So there we have it, the unfolding of a prediction that I delivered to the Canadian government some two decades ago when I warned them that the seals needed to maintain their populations in order to cope with future high mortality due to changing climate conditions.

Canada maintains that there are four to six million harp seals in Canadian waters and they have raised quotas steadily over the years to lower the populations in the ignorant belief that fewer seals would mean more fish, especially cod.

The ecological facts have demonstrated otherwise: that lower seal populations mean lower cod populations because harp seals are a major predator of fish species that prey upon cod. The fishermen however have willfully refused to believe in the ecological value of the seals and instead have used the seals as scapegoats for the destruction of the cod caused by the large industrial draggers, which caused the collapse of the fishery in 1992.

Five hundred years ago, there were some forty million seals on the Eastern seabird including grey seals, hood seals, harbor seals, the now extirpated walrus, in addition to the harp seals.

With seal populations reduced to just under ten percent of their original numbers since the time of the European colonization, the various species of seals have been much diminished and thus placed in a vulnerable position for dealing with the increasing threat of climate change.

If the ice disappears, the seals will disappear also.

It is the same kind of lack of vision and lack of ecological understanding that allows the slaughter of seals to continue even though their future is threatened by global warming.

Thankfully, the more enlightened governments in Europe have taken action to ban seal products, and that will force a significant reduction in the number of seals slaughtered by the East coast barbarians with the clubs.

The fact remains, however, that every seal killed weakens the ability of the species to survive the rapidly changing conditions.
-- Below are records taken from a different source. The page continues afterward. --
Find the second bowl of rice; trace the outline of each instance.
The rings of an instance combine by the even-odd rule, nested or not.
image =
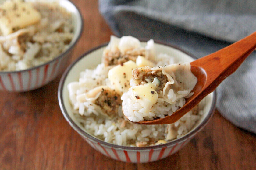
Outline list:
[[[189,62],[194,59],[169,45],[153,41],[152,44],[153,40],[150,41],[149,45],[153,45],[155,51],[155,66]],[[148,42],[141,43],[140,49],[148,49]],[[176,152],[202,129],[212,116],[215,108],[215,92],[207,96],[197,106],[172,124],[135,124],[124,117],[120,107],[117,108],[116,115],[108,118],[102,116],[95,113],[97,112],[93,104],[78,103],[75,99],[95,87],[109,85],[108,79],[109,69],[104,66],[102,59],[102,54],[106,55],[107,45],[101,46],[83,55],[62,76],[58,98],[66,120],[93,148],[116,160],[149,162]],[[133,50],[133,53],[144,55],[140,52]],[[166,109],[162,107],[159,110],[164,112]]]
[[[75,5],[7,0],[0,5],[0,90],[33,90],[63,72],[83,29]]]

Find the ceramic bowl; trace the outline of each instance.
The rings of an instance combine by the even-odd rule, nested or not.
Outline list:
[[[145,44],[144,42],[142,43]],[[67,85],[71,82],[78,80],[80,72],[86,68],[95,68],[100,63],[102,52],[106,45],[99,46],[83,55],[69,67],[62,75],[59,85],[58,95],[60,106],[66,120],[93,148],[105,155],[118,161],[127,162],[148,162],[164,158],[178,151],[204,127],[213,115],[216,100],[215,92],[204,99],[206,104],[203,109],[203,115],[195,127],[185,135],[165,144],[144,147],[114,144],[88,133],[78,123],[72,113]],[[170,45],[156,43],[155,46],[157,51],[168,54],[182,60],[190,62],[194,59],[186,53]]]
[[[74,34],[69,47],[53,60],[43,64],[20,71],[0,72],[0,90],[20,92],[39,88],[53,80],[66,68],[72,50],[81,36],[83,28],[82,15],[77,8],[68,0],[46,2],[57,2],[71,13]]]

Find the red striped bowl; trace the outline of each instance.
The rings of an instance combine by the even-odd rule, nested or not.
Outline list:
[[[0,90],[21,92],[39,88],[53,80],[66,68],[73,49],[81,36],[83,19],[78,8],[68,0],[52,1],[58,2],[72,14],[74,36],[69,47],[53,60],[43,64],[20,71],[0,72]]]
[[[205,125],[213,114],[215,108],[216,93],[211,93],[204,99],[206,104],[203,109],[203,115],[197,125],[185,135],[166,144],[144,147],[124,146],[104,142],[92,136],[83,130],[72,113],[67,86],[69,83],[78,81],[79,73],[86,68],[92,68],[101,61],[101,56],[106,44],[86,53],[70,65],[62,75],[59,85],[59,103],[65,118],[72,127],[92,147],[105,155],[114,159],[132,163],[155,161],[175,153],[187,143]],[[157,51],[160,50],[184,61],[191,62],[194,59],[186,53],[169,45],[158,43]]]

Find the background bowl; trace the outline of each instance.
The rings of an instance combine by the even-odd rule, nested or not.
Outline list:
[[[145,45],[145,42],[142,44]],[[216,103],[215,92],[204,99],[206,104],[203,110],[203,115],[195,127],[185,135],[165,144],[141,148],[119,146],[104,142],[83,130],[72,114],[67,85],[71,82],[78,81],[79,73],[86,68],[94,68],[101,63],[102,52],[106,45],[99,46],[83,55],[69,67],[62,75],[59,85],[58,97],[61,111],[66,120],[92,147],[116,160],[128,162],[149,162],[164,158],[180,149],[202,129],[212,115]],[[169,45],[156,43],[155,46],[157,51],[168,54],[175,58],[178,58],[180,60],[190,62],[194,59],[185,53]]]
[[[83,26],[82,15],[77,8],[68,0],[44,1],[48,3],[57,2],[61,6],[72,14],[74,36],[69,46],[54,59],[43,64],[20,71],[0,72],[0,90],[24,92],[38,88],[53,80],[66,68],[73,49],[81,36]]]

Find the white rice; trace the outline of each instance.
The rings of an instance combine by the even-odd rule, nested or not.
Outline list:
[[[71,14],[56,3],[33,4],[41,15],[39,23],[6,36],[0,33],[0,71],[21,70],[43,64],[69,46],[73,37]],[[21,38],[23,35],[26,38]]]
[[[157,58],[157,66],[172,64],[174,61],[173,58],[167,54],[158,55]],[[194,126],[201,117],[202,112],[200,110],[204,105],[203,100],[177,121],[172,124],[163,125],[139,125],[132,123],[124,117],[121,107],[118,114],[109,120],[96,115],[95,112],[93,111],[93,106],[85,109],[84,106],[86,106],[85,107],[88,106],[88,103],[87,104],[88,102],[77,104],[76,99],[77,95],[99,86],[110,84],[107,78],[109,69],[105,67],[102,63],[98,65],[95,69],[87,69],[80,73],[79,81],[72,82],[68,86],[70,102],[74,107],[75,118],[82,128],[91,135],[105,142],[118,145],[137,147],[153,145],[184,135]],[[179,94],[181,95],[186,93],[180,91]],[[172,93],[170,92],[171,98],[174,97]],[[124,93],[122,98],[128,97],[126,96],[128,94],[128,93]],[[157,116],[163,117],[164,114],[170,115],[178,106],[185,103],[183,98],[180,98],[176,104],[171,104],[158,101],[157,104],[154,106],[159,111],[158,112],[161,113]],[[138,103],[131,103],[131,100],[129,98],[126,100],[126,102],[131,103],[130,107],[127,108],[131,110],[129,112],[131,116],[130,118],[142,118],[141,115],[144,112],[141,106]],[[132,111],[132,109],[137,111]],[[153,115],[155,114],[150,112],[148,114]]]

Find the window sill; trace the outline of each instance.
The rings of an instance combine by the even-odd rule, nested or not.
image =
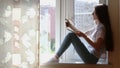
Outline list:
[[[112,68],[111,64],[44,64],[40,68]]]

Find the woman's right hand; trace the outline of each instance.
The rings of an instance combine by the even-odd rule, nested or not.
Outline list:
[[[65,19],[65,20],[66,20],[65,21],[66,27],[70,27],[71,26],[70,21],[68,19]]]

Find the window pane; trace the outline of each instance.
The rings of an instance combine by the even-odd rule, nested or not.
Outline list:
[[[40,0],[40,63],[55,52],[55,0]]]

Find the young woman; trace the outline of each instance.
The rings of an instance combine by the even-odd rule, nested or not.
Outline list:
[[[75,28],[70,21],[67,20],[66,26],[71,28],[74,32],[68,33],[62,42],[58,52],[50,60],[50,62],[58,62],[59,57],[72,43],[78,55],[86,64],[96,64],[106,50],[113,50],[112,31],[110,26],[108,6],[105,4],[95,6],[92,13],[96,26],[83,33]],[[79,37],[83,37],[92,49],[86,48],[84,42]]]

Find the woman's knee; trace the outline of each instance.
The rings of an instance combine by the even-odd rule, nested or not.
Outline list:
[[[68,36],[75,36],[76,34],[73,32],[68,33]]]

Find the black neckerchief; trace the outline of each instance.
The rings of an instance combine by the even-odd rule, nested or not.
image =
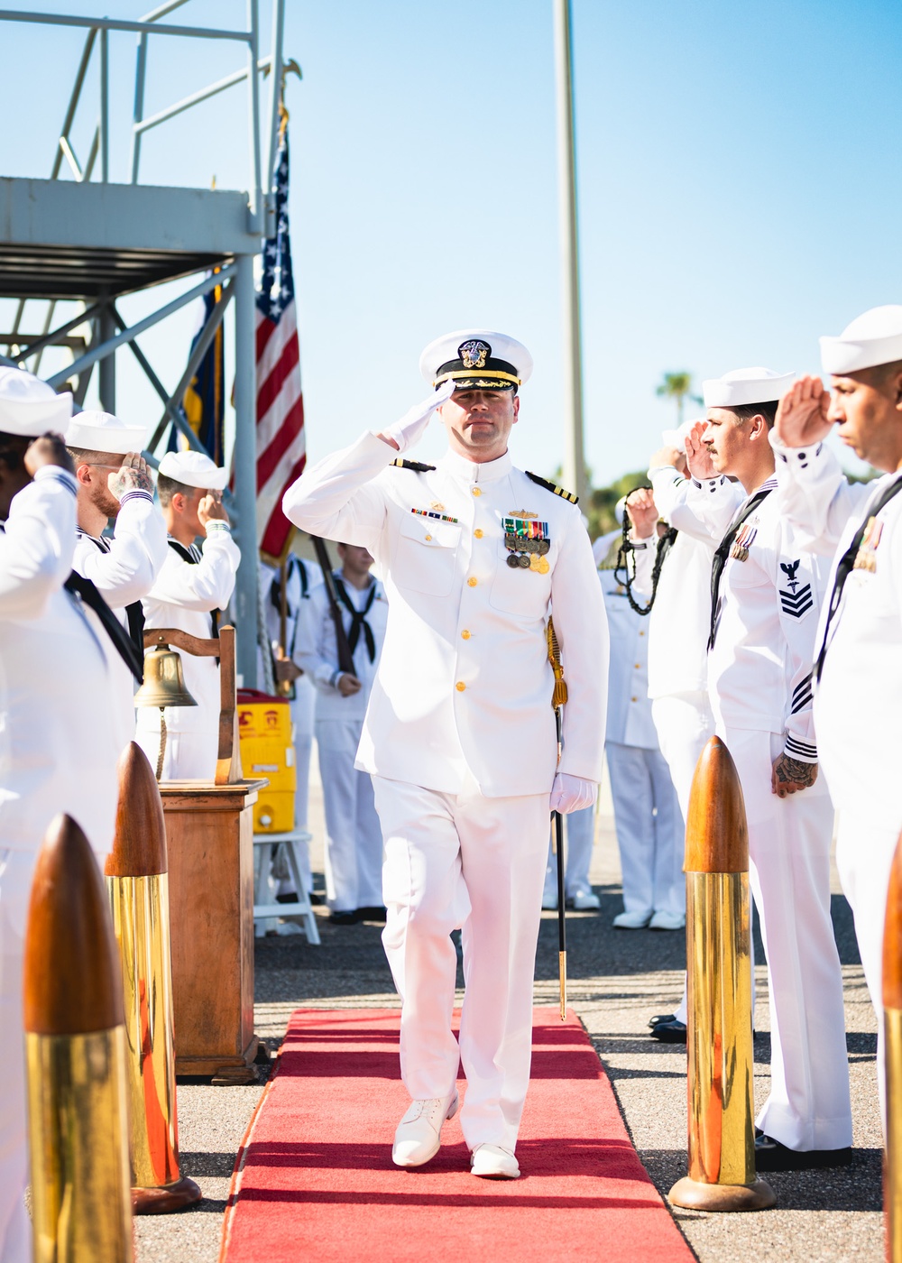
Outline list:
[[[184,544],[181,544],[178,539],[173,539],[172,536],[167,536],[165,542],[169,544],[173,552],[178,553],[182,561],[188,563],[188,566],[200,566],[203,553],[197,547],[197,544],[192,544],[191,548],[186,548]],[[219,640],[220,635],[219,610],[210,611],[210,635],[212,637],[213,640]]]
[[[845,549],[836,566],[836,573],[833,580],[833,591],[830,592],[830,604],[827,605],[827,619],[824,628],[824,640],[821,642],[820,653],[817,654],[817,662],[815,664],[815,679],[820,683],[821,671],[824,671],[824,659],[827,652],[827,640],[830,637],[830,624],[833,623],[834,615],[839,610],[840,601],[843,600],[843,589],[845,587],[845,581],[849,575],[855,568],[855,557],[858,556],[858,549],[862,547],[862,541],[864,539],[864,532],[868,529],[868,523],[872,518],[875,518],[881,509],[889,504],[894,495],[902,491],[902,479],[896,479],[889,486],[884,486],[875,500],[869,500],[864,514],[864,522],[855,532],[851,543]]]
[[[720,577],[724,573],[724,566],[726,565],[726,558],[730,556],[730,548],[733,547],[733,541],[739,534],[739,528],[747,518],[750,518],[754,510],[758,508],[762,500],[766,500],[774,486],[763,486],[761,490],[745,501],[739,513],[735,515],[733,522],[726,528],[726,534],[720,541],[714,551],[714,561],[711,562],[711,630],[707,638],[707,648],[714,648],[714,638],[718,634],[718,597],[720,594]]]
[[[334,578],[335,578],[335,592],[341,604],[345,606],[346,610],[350,611],[351,615],[351,625],[347,629],[347,648],[351,650],[351,653],[354,653],[354,650],[358,647],[358,640],[360,639],[360,632],[363,630],[364,639],[366,642],[366,652],[370,655],[370,662],[375,662],[375,637],[373,635],[373,628],[366,621],[366,615],[373,609],[373,601],[375,600],[376,582],[375,580],[373,580],[370,585],[370,595],[366,597],[366,604],[364,605],[363,610],[358,610],[354,606],[354,602],[351,601],[350,596],[347,595],[347,591],[345,590],[345,585],[341,581],[340,576],[335,575]]]
[[[78,571],[73,570],[63,584],[63,587],[66,587],[69,592],[77,592],[85,605],[87,605],[90,610],[93,610],[100,619],[104,630],[112,640],[119,657],[123,659],[138,683],[143,685],[144,655],[138,652],[134,640],[100,595],[91,580],[85,578],[83,575],[80,575]]]
[[[100,538],[97,536],[90,536],[87,530],[82,530],[81,527],[78,527],[77,529],[78,534],[83,539],[90,539],[91,543],[96,544],[96,547],[102,553],[109,553],[110,542],[107,539],[104,539],[102,536]],[[129,635],[134,640],[135,649],[138,649],[138,653],[140,654],[143,662],[144,661],[144,606],[141,605],[141,602],[133,601],[131,605],[126,605],[125,616],[129,620]]]

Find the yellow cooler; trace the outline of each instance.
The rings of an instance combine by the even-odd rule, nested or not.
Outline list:
[[[245,777],[269,781],[254,803],[254,832],[289,834],[294,829],[297,768],[287,698],[240,688],[238,731]]]

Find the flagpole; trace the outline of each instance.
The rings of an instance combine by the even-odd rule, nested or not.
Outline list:
[[[557,82],[557,178],[563,299],[565,445],[562,481],[586,494],[582,451],[582,350],[580,332],[580,260],[576,220],[576,147],[574,140],[572,21],[570,0],[552,0]]]

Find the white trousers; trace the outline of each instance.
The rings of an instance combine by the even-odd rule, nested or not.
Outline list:
[[[778,798],[783,736],[718,731],[745,798],[749,882],[771,984],[771,1095],[757,1123],[791,1149],[851,1144],[843,975],[830,919],[833,803],[824,778]]]
[[[572,811],[563,817],[565,830],[565,873],[563,890],[565,898],[572,899],[575,894],[591,893],[592,884],[589,880],[589,869],[592,863],[592,847],[595,846],[595,807],[582,807],[581,811]],[[553,834],[552,834],[553,836]],[[544,869],[544,892],[542,902],[547,903],[546,895],[557,895],[557,856],[552,850],[552,839],[548,839],[548,860]]]
[[[35,860],[32,851],[0,850],[0,1263],[32,1260],[32,1221],[23,1201],[28,1143],[21,966]]]
[[[658,734],[661,753],[671,769],[671,781],[680,802],[680,813],[683,822],[689,818],[689,794],[692,788],[692,777],[699,755],[714,736],[714,714],[707,693],[672,693],[670,697],[656,697],[652,702],[652,719]],[[683,840],[685,853],[685,840]],[[682,882],[682,902],[686,907],[686,882]],[[753,990],[754,994],[754,990]],[[687,1023],[686,1017],[686,986],[682,989],[682,999],[673,1017],[677,1022]]]
[[[627,912],[686,912],[682,820],[659,750],[605,743]]]
[[[402,999],[400,1075],[413,1100],[447,1096],[462,1062],[464,1138],[517,1144],[532,1060],[548,794],[485,798],[374,777],[385,839],[385,955]],[[461,927],[465,997],[451,1031]]]
[[[326,899],[334,912],[382,906],[382,831],[368,772],[354,758],[361,719],[316,721],[326,816]]]
[[[886,1132],[887,1085],[883,1065],[883,922],[887,914],[889,870],[898,830],[848,811],[839,813],[836,868],[855,918],[855,937],[870,1003],[877,1013],[877,1084]]]

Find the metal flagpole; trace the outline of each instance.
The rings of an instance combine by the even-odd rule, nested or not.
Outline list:
[[[563,485],[582,500],[586,470],[582,452],[582,350],[580,333],[580,263],[576,225],[576,152],[574,143],[572,23],[570,0],[555,9],[555,77],[557,81],[557,181],[563,298],[565,446]]]

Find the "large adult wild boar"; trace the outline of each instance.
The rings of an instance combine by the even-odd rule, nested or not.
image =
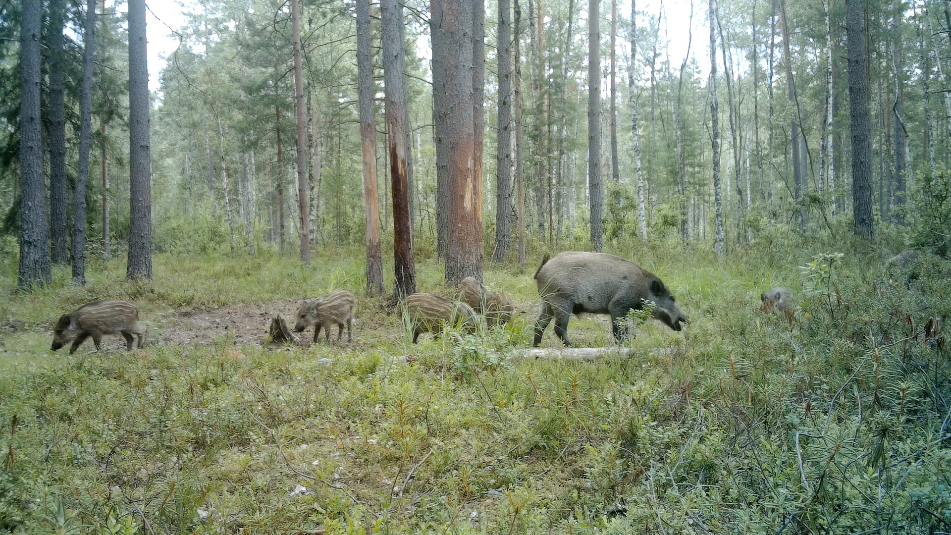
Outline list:
[[[680,330],[681,324],[688,321],[656,275],[612,254],[566,251],[551,260],[545,255],[534,279],[542,300],[533,342],[535,347],[552,318],[554,318],[554,333],[565,346],[571,346],[568,319],[581,312],[610,314],[611,330],[618,342],[627,336],[618,318],[626,318],[629,310],[643,309],[648,302],[654,304],[653,318],[673,330]]]
[[[146,338],[146,326],[139,321],[139,308],[128,301],[96,301],[63,314],[53,329],[53,351],[72,342],[69,354],[92,337],[96,349],[102,348],[103,336],[122,334],[126,339],[126,350],[132,350],[133,340],[142,348]]]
Of course there are always those who can rationalize every tragedy in nature. As one Newfoundlander said to me a few years ago when I spoke of the possibility of global warming causing diminished ice conditions that would create a threat to the survival of the harp seal as a species. He took a sip of his beer and gave me that fisherman’s know it all look and said, “well b’ye, we may as well kill ‘em all off befores they runs out of ice.”

That seems to be the strategy of the government of Canada also - kill off the seals so no one will notice when the ice is gone.